Ángela Simon sobre la 12 Calle solo ofrecía pasteles y galletas en un salón de té con exquisito ambiente francés. Los sándwiches de Los Tilos en la 11 Calle posiblemente eran los mejores, con pan hecho en casa. En la 10ª Bologna tenía unas pizzas pequeñas que mantenían lleno su pequeño local. Un ambiente cerrado y cálido. Para las más altas horas de la noche, Cafesa brindaba un buen servicio. Recuerdo otro en la zona 4 o 9 pero no aparece en la Guía y no conseguí recordar el nombre. Lo distinguía su platillo especial: un emparedado de lomito con ensalada rusa.

Por aquellos días se estableció con mucho éxito “El gran pavo”, en la 13 calle y 4 avenida de la zona 1. Principalmente servía tacos “auténticos mexicanos” y cerveza. Con el tiempo incorporó otros platillos de ese país sin jamás perder su identidad.

Mi restaurante favorito, cuando lo podía pagar, era poco conocido. Chez Lissette, también llamado Francés de madame Lambin, quedaba en la 13 calle y 9 avenida. Un almuerzo de tres platos, postre y café costaba Q 1.50, cerca del doble de sus competidores, pero los valía.

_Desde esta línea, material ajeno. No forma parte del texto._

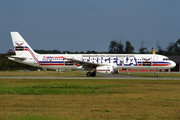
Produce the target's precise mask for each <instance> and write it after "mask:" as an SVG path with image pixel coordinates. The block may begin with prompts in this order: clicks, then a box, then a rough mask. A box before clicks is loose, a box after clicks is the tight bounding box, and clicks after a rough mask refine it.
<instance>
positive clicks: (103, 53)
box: [0, 39, 180, 71]
mask: <svg viewBox="0 0 180 120" xmlns="http://www.w3.org/2000/svg"><path fill="white" fill-rule="evenodd" d="M156 46H157V50H156V53H157V54H161V55H165V56H180V39H178V40H177V41H176V42H175V43H174V42H171V43H169V45H168V46H167V47H166V49H162V47H161V45H160V44H159V43H156ZM34 51H35V52H37V53H39V54H66V53H67V54H151V50H150V51H149V50H148V49H147V47H144V41H142V44H141V46H140V48H139V52H138V53H135V52H134V47H133V46H132V45H131V42H130V41H126V42H125V45H123V44H122V42H121V41H116V40H112V41H111V42H110V44H109V48H108V51H104V52H97V51H94V50H93V51H86V52H83V51H80V52H78V51H75V52H70V51H59V50H34ZM10 55H15V53H13V52H11V53H7V54H0V70H1V71H5V70H37V69H38V68H36V67H33V66H29V65H24V64H20V63H17V62H14V61H10V60H8V58H7V56H10Z"/></svg>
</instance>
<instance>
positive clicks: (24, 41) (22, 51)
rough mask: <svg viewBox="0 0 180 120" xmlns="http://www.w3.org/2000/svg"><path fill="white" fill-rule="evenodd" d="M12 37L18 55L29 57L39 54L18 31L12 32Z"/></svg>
mask: <svg viewBox="0 0 180 120" xmlns="http://www.w3.org/2000/svg"><path fill="white" fill-rule="evenodd" d="M11 38H12V42H13V46H14V50H15V53H16V56H22V57H28V56H32V55H36V54H37V53H36V52H34V51H33V49H32V48H31V47H30V46H29V45H28V44H27V42H26V41H25V40H24V39H23V38H22V36H21V35H20V34H19V33H18V32H11Z"/></svg>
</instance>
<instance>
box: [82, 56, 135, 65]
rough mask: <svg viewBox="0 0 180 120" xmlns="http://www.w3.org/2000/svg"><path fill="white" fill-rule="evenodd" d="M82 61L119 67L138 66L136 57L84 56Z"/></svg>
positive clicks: (90, 62)
mask: <svg viewBox="0 0 180 120" xmlns="http://www.w3.org/2000/svg"><path fill="white" fill-rule="evenodd" d="M82 60H83V61H85V62H90V63H102V64H116V65H117V66H137V65H138V64H137V59H136V58H135V57H134V55H83V56H82Z"/></svg>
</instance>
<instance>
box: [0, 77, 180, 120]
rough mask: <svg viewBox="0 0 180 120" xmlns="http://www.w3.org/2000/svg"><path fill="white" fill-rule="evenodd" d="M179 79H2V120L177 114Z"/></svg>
mask: <svg viewBox="0 0 180 120" xmlns="http://www.w3.org/2000/svg"><path fill="white" fill-rule="evenodd" d="M179 93H180V82H179V81H173V80H171V81H170V80H169V81H167V80H166V81H163V80H161V81H155V80H152V81H150V80H95V79H94V80H91V79H89V80H78V79H76V80H69V79H68V80H67V79H64V80H63V79H60V80H55V79H53V80H47V79H45V80H43V79H40V80H38V79H24V80H23V79H0V111H1V112H0V119H2V120H4V119H7V120H16V119H18V120H31V119H37V120H44V119H45V120H58V119H60V120H94V119H98V120H104V119H105V120H106V119H107V120H117V119H121V120H129V119H132V120H152V119H153V120H162V119H163V120H164V119H171V120H176V119H180V114H179V112H180V107H179V106H180V94H179Z"/></svg>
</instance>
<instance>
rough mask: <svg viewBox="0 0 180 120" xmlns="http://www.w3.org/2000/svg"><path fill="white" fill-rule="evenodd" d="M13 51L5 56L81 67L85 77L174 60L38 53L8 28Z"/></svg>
mask: <svg viewBox="0 0 180 120" xmlns="http://www.w3.org/2000/svg"><path fill="white" fill-rule="evenodd" d="M10 34H11V38H12V42H13V46H14V49H15V54H16V55H12V56H9V57H8V59H9V60H12V61H16V62H19V63H23V64H27V65H31V66H35V67H40V68H43V69H56V70H60V69H84V70H87V71H88V72H87V73H86V76H87V77H95V76H96V73H105V74H113V73H118V70H120V69H132V70H154V77H158V75H157V74H156V71H157V70H161V69H170V68H173V67H175V66H176V63H175V62H173V61H172V60H170V59H169V58H168V57H166V56H163V55H158V54H155V53H152V54H38V53H36V52H34V50H33V49H32V48H31V47H30V46H29V45H28V43H27V42H26V41H25V40H24V39H23V38H22V36H21V35H20V34H19V33H18V32H10Z"/></svg>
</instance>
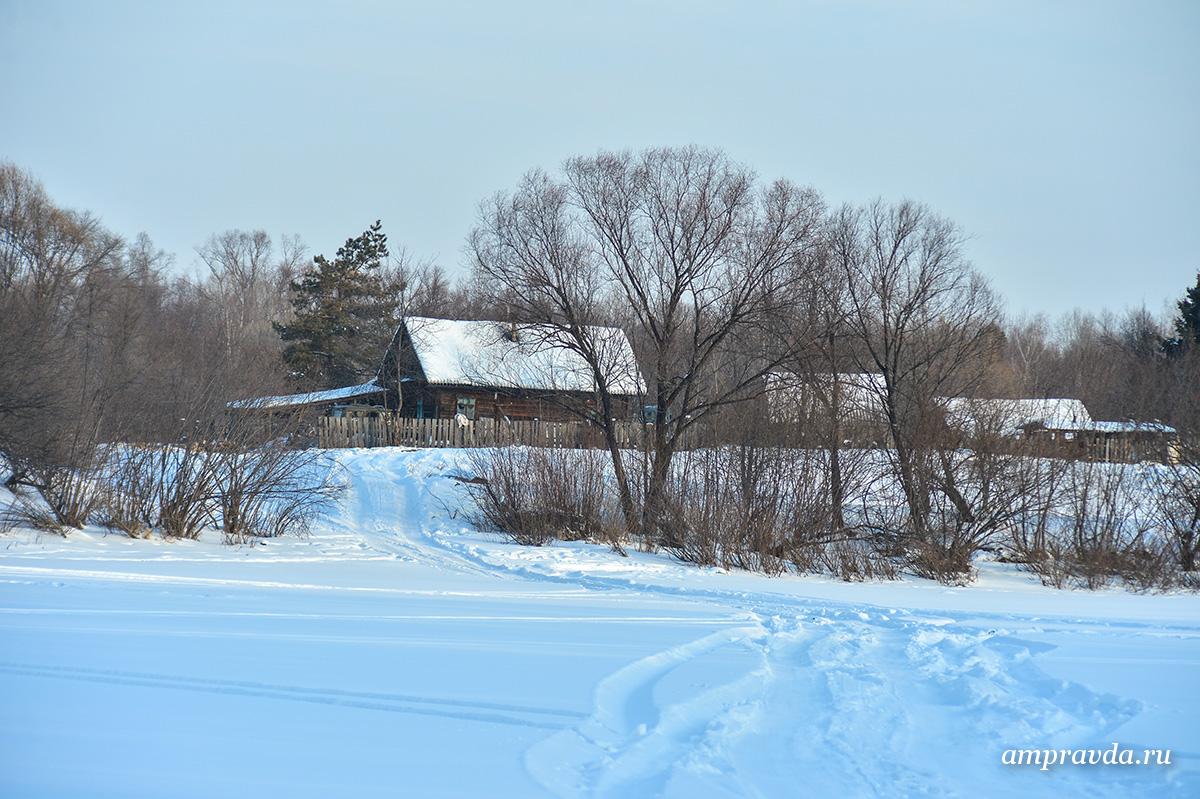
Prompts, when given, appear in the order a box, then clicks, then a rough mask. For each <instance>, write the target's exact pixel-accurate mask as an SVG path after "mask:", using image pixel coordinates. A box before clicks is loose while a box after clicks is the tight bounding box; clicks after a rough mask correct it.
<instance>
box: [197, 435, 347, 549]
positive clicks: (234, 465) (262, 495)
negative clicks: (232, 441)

Viva México, Altuna, Gambrinus, Casa Isaías y Delicadezas de Hamburgo también estaban localizados en la Zona 1. Pero otros ya habían empezado a moverse al sur, principalmente a las zonas 4 y 9. En el Centro, si bien permanecieron algunos restaurantes chinos, otros fueron los primeros en irse. Los nuevos también se establecieron en el sur.

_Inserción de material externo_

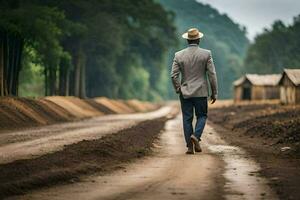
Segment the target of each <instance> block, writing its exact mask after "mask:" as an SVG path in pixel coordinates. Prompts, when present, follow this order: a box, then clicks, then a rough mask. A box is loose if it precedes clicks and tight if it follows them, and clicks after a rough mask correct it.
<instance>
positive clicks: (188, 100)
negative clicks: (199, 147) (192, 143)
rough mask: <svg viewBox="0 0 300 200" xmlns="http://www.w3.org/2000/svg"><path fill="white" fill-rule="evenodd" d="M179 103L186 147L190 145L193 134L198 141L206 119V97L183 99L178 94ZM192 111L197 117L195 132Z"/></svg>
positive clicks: (202, 131) (181, 97)
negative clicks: (191, 137)
mask: <svg viewBox="0 0 300 200" xmlns="http://www.w3.org/2000/svg"><path fill="white" fill-rule="evenodd" d="M180 103H181V110H182V118H183V131H184V138H185V141H186V144H187V147H189V146H191V145H192V142H191V139H190V137H191V135H192V134H194V135H195V136H196V137H197V138H198V139H199V140H201V135H202V132H203V129H204V126H205V123H206V119H207V97H191V98H187V99H184V98H183V96H182V95H181V94H180ZM194 110H195V114H196V117H197V122H196V126H195V131H194V128H193V118H194Z"/></svg>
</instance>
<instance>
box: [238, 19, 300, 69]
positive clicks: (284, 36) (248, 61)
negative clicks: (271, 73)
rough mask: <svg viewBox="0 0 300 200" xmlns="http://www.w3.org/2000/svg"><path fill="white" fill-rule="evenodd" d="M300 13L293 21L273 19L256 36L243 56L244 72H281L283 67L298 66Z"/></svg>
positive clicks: (299, 26) (299, 48)
mask: <svg viewBox="0 0 300 200" xmlns="http://www.w3.org/2000/svg"><path fill="white" fill-rule="evenodd" d="M299 35H300V15H299V16H297V17H294V20H293V23H292V24H290V25H286V24H284V23H283V22H282V21H280V20H278V21H275V22H274V23H273V25H272V27H271V28H268V29H265V30H264V32H263V33H262V34H259V35H257V36H256V38H255V40H254V43H253V44H251V45H250V47H249V50H248V52H247V56H246V58H245V63H244V66H245V72H249V73H261V74H267V73H281V72H282V69H283V68H300V57H299V55H300V37H299Z"/></svg>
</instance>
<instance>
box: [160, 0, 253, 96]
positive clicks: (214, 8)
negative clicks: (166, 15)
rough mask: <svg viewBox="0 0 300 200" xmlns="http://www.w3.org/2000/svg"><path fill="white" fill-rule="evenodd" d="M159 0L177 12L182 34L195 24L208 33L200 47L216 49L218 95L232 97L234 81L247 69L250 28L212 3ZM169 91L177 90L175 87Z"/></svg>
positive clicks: (174, 51)
mask: <svg viewBox="0 0 300 200" xmlns="http://www.w3.org/2000/svg"><path fill="white" fill-rule="evenodd" d="M159 2H161V4H162V5H163V6H164V7H165V8H166V9H167V10H170V11H172V12H174V13H175V24H176V27H177V30H178V35H179V36H180V35H181V34H182V33H183V32H185V31H186V30H187V29H188V28H190V27H194V26H196V27H197V28H198V29H199V30H200V31H202V32H203V33H204V37H203V39H201V41H200V47H202V48H206V49H210V50H211V51H212V55H213V58H214V62H215V65H216V71H217V75H218V85H219V95H218V96H219V97H220V98H222V99H225V98H231V97H232V92H233V91H232V89H233V87H232V82H233V81H234V80H236V79H237V78H238V77H240V75H241V74H242V73H243V59H244V57H245V55H246V52H247V48H248V47H249V40H248V38H247V37H246V32H247V30H246V28H245V27H243V26H241V25H239V24H237V23H235V22H234V21H232V19H230V18H229V17H228V16H227V15H226V14H221V13H219V11H218V10H216V9H215V8H212V7H211V6H210V5H207V4H203V3H200V2H198V1H196V0H185V1H183V0H159ZM186 46H187V43H186V41H185V40H183V39H180V48H184V47H186ZM177 50H178V48H173V49H172V50H171V52H170V56H169V58H170V61H169V62H171V59H172V58H173V56H174V52H175V51H177ZM169 91H171V92H173V91H172V90H171V88H170V89H169Z"/></svg>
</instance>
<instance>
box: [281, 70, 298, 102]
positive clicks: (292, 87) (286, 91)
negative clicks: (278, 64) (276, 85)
mask: <svg viewBox="0 0 300 200" xmlns="http://www.w3.org/2000/svg"><path fill="white" fill-rule="evenodd" d="M297 90H298V88H297ZM297 90H296V87H295V85H294V84H293V83H292V82H291V80H290V79H289V78H288V77H287V76H286V75H285V76H284V77H283V80H282V85H281V87H280V100H281V102H282V103H288V104H294V103H296V96H298V95H297V93H298V91H297ZM297 100H298V98H297Z"/></svg>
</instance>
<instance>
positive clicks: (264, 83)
mask: <svg viewBox="0 0 300 200" xmlns="http://www.w3.org/2000/svg"><path fill="white" fill-rule="evenodd" d="M280 79H281V74H266V75H259V74H246V75H244V76H242V77H241V78H239V79H238V80H236V81H234V82H233V85H234V86H239V85H241V84H243V83H244V82H245V81H249V82H250V83H251V84H252V85H257V86H275V85H277V84H278V82H279V80H280Z"/></svg>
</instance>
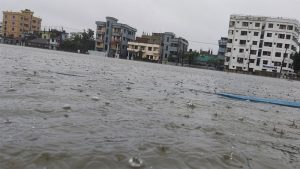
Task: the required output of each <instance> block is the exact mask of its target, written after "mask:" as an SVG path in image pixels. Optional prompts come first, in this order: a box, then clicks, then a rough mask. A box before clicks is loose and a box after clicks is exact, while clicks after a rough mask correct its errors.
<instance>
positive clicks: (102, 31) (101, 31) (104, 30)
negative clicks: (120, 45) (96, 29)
mask: <svg viewBox="0 0 300 169" xmlns="http://www.w3.org/2000/svg"><path fill="white" fill-rule="evenodd" d="M105 32H106V31H105V29H104V30H103V29H101V30H97V33H98V34H100V35H103V34H105Z"/></svg>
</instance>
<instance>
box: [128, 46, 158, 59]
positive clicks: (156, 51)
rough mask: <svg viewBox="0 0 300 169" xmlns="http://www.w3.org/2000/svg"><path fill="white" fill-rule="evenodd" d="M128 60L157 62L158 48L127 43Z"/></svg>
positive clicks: (149, 46)
mask: <svg viewBox="0 0 300 169" xmlns="http://www.w3.org/2000/svg"><path fill="white" fill-rule="evenodd" d="M127 51H128V59H130V60H136V59H147V60H151V61H158V60H159V56H160V46H159V45H158V44H150V43H139V42H128V48H127Z"/></svg>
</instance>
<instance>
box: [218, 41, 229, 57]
mask: <svg viewBox="0 0 300 169" xmlns="http://www.w3.org/2000/svg"><path fill="white" fill-rule="evenodd" d="M227 41H228V38H225V37H221V39H220V40H219V51H218V55H219V56H223V57H224V56H225V53H226V47H227Z"/></svg>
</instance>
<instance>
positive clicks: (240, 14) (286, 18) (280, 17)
mask: <svg viewBox="0 0 300 169" xmlns="http://www.w3.org/2000/svg"><path fill="white" fill-rule="evenodd" d="M230 18H236V19H247V20H259V21H281V22H282V21H283V22H293V23H295V24H297V25H298V26H300V22H299V21H298V20H297V19H293V18H285V17H271V16H256V15H242V14H232V15H230Z"/></svg>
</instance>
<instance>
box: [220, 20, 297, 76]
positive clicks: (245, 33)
mask: <svg viewBox="0 0 300 169" xmlns="http://www.w3.org/2000/svg"><path fill="white" fill-rule="evenodd" d="M299 25H300V24H299V22H298V21H297V20H292V19H284V18H269V17H255V16H241V15H232V16H231V17H230V23H229V31H228V43H227V51H226V59H225V67H226V68H227V69H230V70H239V71H251V72H253V71H267V72H280V71H281V65H282V66H283V68H282V71H284V72H293V69H292V64H293V60H292V59H291V55H293V54H294V53H295V52H296V51H297V50H298V49H299V44H298V43H297V42H298V37H299ZM284 56H286V57H284ZM283 60H284V64H282V63H283Z"/></svg>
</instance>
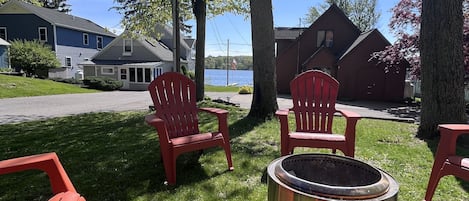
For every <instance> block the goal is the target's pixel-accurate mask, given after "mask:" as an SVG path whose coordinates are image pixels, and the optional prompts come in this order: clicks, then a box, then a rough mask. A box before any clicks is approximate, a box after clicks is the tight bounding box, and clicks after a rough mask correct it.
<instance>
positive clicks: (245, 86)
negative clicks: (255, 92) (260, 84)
mask: <svg viewBox="0 0 469 201" xmlns="http://www.w3.org/2000/svg"><path fill="white" fill-rule="evenodd" d="M238 94H252V87H250V86H242V87H240V88H239V91H238Z"/></svg>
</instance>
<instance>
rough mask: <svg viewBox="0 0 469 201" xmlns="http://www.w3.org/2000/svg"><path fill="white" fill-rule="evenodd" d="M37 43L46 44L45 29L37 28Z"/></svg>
mask: <svg viewBox="0 0 469 201" xmlns="http://www.w3.org/2000/svg"><path fill="white" fill-rule="evenodd" d="M39 41H42V42H47V28H46V27H39Z"/></svg>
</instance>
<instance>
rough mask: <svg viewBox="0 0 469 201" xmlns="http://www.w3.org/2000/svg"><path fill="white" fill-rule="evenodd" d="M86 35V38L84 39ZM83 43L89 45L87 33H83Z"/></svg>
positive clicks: (87, 35) (83, 43)
mask: <svg viewBox="0 0 469 201" xmlns="http://www.w3.org/2000/svg"><path fill="white" fill-rule="evenodd" d="M85 36H86V40H85ZM83 45H90V36H89V35H88V34H87V33H83Z"/></svg>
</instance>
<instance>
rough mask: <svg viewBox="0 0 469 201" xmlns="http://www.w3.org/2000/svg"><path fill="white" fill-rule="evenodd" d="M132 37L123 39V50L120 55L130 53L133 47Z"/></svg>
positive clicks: (130, 52) (127, 54) (129, 53)
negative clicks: (123, 47) (122, 51)
mask: <svg viewBox="0 0 469 201" xmlns="http://www.w3.org/2000/svg"><path fill="white" fill-rule="evenodd" d="M132 45H133V44H132V39H124V45H123V47H124V50H123V53H122V55H124V56H131V55H132V51H133V47H132Z"/></svg>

La Zona 4 parecía especializada en Mariscos. Allí estaba Auto Mariscos, Delicias del Mar y El Calamar. También el Pecos Bill, Cafesa, la cafetería del Motel Plaza, Martin’s y El Encanto.

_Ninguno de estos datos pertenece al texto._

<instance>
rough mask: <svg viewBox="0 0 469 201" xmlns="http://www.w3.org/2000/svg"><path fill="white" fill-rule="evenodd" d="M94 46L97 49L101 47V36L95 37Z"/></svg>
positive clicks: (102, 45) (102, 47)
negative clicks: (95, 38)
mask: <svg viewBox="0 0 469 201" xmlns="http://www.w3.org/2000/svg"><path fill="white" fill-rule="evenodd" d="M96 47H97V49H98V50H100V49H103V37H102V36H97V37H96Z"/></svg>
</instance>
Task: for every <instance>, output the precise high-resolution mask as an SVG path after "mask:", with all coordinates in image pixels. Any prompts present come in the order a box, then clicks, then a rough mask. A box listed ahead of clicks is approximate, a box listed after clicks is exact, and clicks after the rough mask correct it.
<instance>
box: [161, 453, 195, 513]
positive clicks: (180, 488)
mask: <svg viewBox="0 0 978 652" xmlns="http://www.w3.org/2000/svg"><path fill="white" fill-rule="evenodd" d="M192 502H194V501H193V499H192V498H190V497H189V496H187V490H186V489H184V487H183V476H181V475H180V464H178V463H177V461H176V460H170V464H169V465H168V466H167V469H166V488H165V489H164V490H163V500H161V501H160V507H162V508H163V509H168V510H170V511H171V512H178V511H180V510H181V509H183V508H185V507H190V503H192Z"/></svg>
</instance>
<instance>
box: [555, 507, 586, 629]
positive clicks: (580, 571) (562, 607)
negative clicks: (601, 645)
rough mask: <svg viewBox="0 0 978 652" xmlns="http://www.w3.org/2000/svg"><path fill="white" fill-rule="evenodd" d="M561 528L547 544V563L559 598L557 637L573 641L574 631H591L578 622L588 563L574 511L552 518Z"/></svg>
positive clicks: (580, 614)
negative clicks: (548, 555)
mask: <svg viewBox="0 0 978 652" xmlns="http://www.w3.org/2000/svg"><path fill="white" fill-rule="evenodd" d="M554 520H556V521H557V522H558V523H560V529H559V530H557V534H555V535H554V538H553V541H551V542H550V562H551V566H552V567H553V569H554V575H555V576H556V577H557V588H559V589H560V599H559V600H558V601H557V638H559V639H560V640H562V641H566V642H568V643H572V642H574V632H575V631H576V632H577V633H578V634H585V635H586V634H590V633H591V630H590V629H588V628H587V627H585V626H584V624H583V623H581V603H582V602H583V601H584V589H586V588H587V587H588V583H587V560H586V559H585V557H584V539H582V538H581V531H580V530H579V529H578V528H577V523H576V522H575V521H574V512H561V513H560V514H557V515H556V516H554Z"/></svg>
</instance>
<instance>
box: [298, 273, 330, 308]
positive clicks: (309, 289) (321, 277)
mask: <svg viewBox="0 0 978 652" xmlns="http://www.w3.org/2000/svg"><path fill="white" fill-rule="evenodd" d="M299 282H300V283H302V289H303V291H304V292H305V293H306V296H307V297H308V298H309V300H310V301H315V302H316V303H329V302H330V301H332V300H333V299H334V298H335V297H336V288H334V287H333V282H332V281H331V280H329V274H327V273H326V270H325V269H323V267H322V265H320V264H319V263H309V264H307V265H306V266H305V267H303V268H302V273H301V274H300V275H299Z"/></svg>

Por su parte, en la Zona 9 se asentó la mayoría de restaurantes de carne, como La Parrillita, Las Brasas, La Colonia, Torremolinos y Las Puertas. Allí estaban también Costa Brava, Sancho Panza, Las Palmas y Vittorio

La zona 10 tardó otros diez años en poblarse con cafeterías y restaurantes, dando lugar a que surgiera nuestra zona rosa, principalmente en la primera avenida entre 12 y 14 calles, llamada por los parroquianos “Jacaranda Street”

El listado no es exhaustivo, faltan muchos sitios, principalmente en las demás zonas de la ciudad, algunos muy importantes en su época.

La mayor parte de estos establecimientos ya no existe. La moda, los cambios, el tiempo… fueron inclementes con ellos. Muchas veces, los fundadores los administraban. Al tener éxito, sus hijos pudieron tener una vida holgada e ir a la Universidad. Nunca establecieron una administración moderna, ellos siguieron siendo imprescindibles, hasta que no pudieron más. Ellos mismos disuadieron a los hijos de no seguir el negocio. Sabían que era muy sacrificado, con horarios matadores y casi sin vacaciones. Era preferible que los hijos convertidos en médicos, arquitectos o químicos tuvieran una vida más cómoda.

Algunos, como Altuna, Pecos Bill, el Fu-Lu-Sho, el Portal, y otros, siguen allí, desafiando el tiempo, creando tradiciones.